Buried Bumper Syndrome
A rare complication which occurs when the PEG tube migrates between the stomach wall and the skin.
Continuous feeding
A method of administrating feed from the reservoir into the gastrointestinal tract over a continuous length of time. A pump is usually used.
Dehydration
The excessive loss of water and salts essential for normal body functioning.
Dumping Syndrome
A set of symptoms caused by the rapid delivery of food/feed into the GI tract.
Dyphagia
Difficulty swallowing.
Electrolyte
A chemical that conducts electricity when dissolved and maintains the homeostasis (balance) of the body, regulating cardiac and nerve functions, fluid balance and oxygen transport.
Flush
Administering a small volume of water through th tube to clean it after you have used it to deliver your feed or drugs.
Fistula
An abnormal opening between 2 organs, or 1 organ and the skin.
Gastrostomy Tube
A tube inserted directly into the stomach through the abdominal wall – also referred to as enterostomy tubes.
Giving Set
Plastic tubing used to connect the container to your tube (sometimes called the delivery or administration set)
Guidewire
A removable, fine wire which runs through the lumen of the feeding tube to assist in its placement.

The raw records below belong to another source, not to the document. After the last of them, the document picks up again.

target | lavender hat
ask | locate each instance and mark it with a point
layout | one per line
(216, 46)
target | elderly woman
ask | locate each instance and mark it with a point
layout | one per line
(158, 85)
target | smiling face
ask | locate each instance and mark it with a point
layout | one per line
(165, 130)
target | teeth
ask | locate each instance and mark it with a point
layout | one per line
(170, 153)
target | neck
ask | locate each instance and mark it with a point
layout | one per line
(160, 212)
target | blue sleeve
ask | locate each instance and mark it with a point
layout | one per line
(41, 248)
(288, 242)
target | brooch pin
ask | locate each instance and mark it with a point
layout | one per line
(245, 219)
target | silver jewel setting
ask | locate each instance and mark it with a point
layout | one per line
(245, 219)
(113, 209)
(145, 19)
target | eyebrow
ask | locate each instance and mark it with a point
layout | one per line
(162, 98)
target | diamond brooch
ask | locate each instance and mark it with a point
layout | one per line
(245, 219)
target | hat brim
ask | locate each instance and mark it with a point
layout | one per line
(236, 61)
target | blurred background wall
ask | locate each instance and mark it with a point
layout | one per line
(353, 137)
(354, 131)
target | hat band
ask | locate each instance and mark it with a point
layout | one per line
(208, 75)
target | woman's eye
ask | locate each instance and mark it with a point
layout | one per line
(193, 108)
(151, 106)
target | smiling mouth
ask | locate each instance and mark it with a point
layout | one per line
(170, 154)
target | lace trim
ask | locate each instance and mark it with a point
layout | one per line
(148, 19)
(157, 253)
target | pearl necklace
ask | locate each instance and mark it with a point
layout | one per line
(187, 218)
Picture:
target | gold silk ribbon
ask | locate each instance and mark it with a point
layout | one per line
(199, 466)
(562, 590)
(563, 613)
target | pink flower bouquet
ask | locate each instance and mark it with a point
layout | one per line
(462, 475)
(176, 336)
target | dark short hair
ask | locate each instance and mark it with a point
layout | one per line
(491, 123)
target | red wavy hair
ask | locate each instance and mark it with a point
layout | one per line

It is removed once the position of the tube has been verified.
Jejunostomy Tube
A tube inserted directly into the jejunum (part of the small intestine)
Litmus Paper
Used to confirm the feeding tube is in the correct position.
Naso-duodenal tube
A tube passed through the nose and down to the duodenum (part of the small intestine) to enable feeding to bypass the stomach.
Naso-gastric
A tube passed through the nose and down into the stomach – also referred to as nasoenteric tubes
Naso-jejunal tube
A tube passed through the nose and down into the jejunum (the second part of the small intestine), thus bypassing the stomach and the duodenum.
Ostomy
A surgically created opening.
Reflux
‘Burp-back’
Reservoir
Glass or plastic container used for the feeding solution.
Refeeding Syndrome
A condition which can occur during feeding after illness when there has been limited or no oral intake. Known to be caused by a shift in metabolic activity and required immediate medical treatment.